Há, assim, uma simetria entre os filhos: Adam, o homicida culposo, e Carlo, o doloso. É para Carlo que o pai Baxter faz o nó da gravata, não para uma celebração ou conquista, mas para o júri em que ele é julgado pelo assassinato de Kofi Jones, o jovem negro em quem recaiu a culpa pela morte de Rocco. Quando Michael Desiato e Jimmy Baxter se encontram pela primeira vez, perguntam-se um ao outro: que tipo de homem é você? Diametralmente opostos, acusam-se e igualam-se num ponto de convergência: são homens que maleabilizam a justiça a partir de seus particulares, torcendo-a com as próprias mãos.

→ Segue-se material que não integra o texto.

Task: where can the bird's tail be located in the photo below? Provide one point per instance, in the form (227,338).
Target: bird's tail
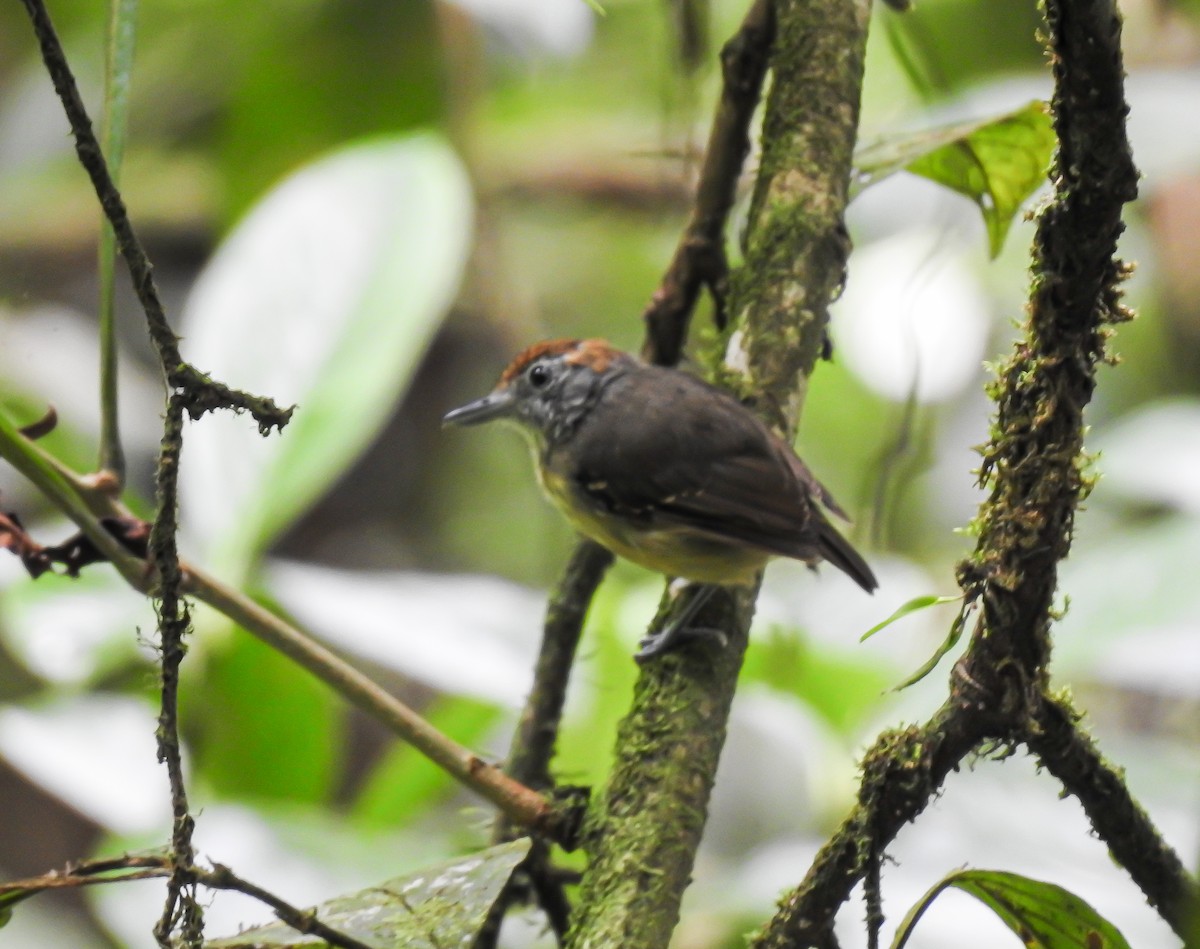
(837,550)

Se mais uma vez, Cranston se envolve numa trama em que o ilícito emerge do privado ao público para revelar labirintos sociais — o racismo estrutural e a corrupção institucional como principais aqui —, o que separa Your Honor de Breaking Bad, além da distribuição das peças, é uma compreensão profunda que preenche esses homens: para Walter White, a família era a desculpa perfeita, mas também a força que o puxava à mediocridade. Para Desiato e Baxter, seus meninos — por mais medíocres que sejam — são extensores deles próprios e apostas de que o poder ali permaneça, se perpetue. Por isso, esses pais creem que seus filhos merecem tempo para aprender. Por isso (e guardadas as devidas proporções que os separam), esses filhos têm seus crimes relativizados, tratados como erros. 

Por mais bem intencionado que seja o juiz de Your Honor, quando o poder ameaça escapar-lhe, ele atribui a culpa a quem historicamente é penalizado, trancafiado e assassinado pela sociedade. A segunda temporada — já lançada na Paramount — só se justifica se deixar o núcleo familiar para entrar de cabeça na comunidade, no social. Ou melhor, já se justifica, pois, de qualquer forma, há Bryan Cranston buscando nuances em mais um desses “homens difíceis*”.

* “Homens difíceis” é o título do livro de Brett Martin, que analisa um conjunto de séries que vai de Sopranos a Breaking Bad, todas protagonizadas por personagens masculinos que são expoentes das narrativas complexas.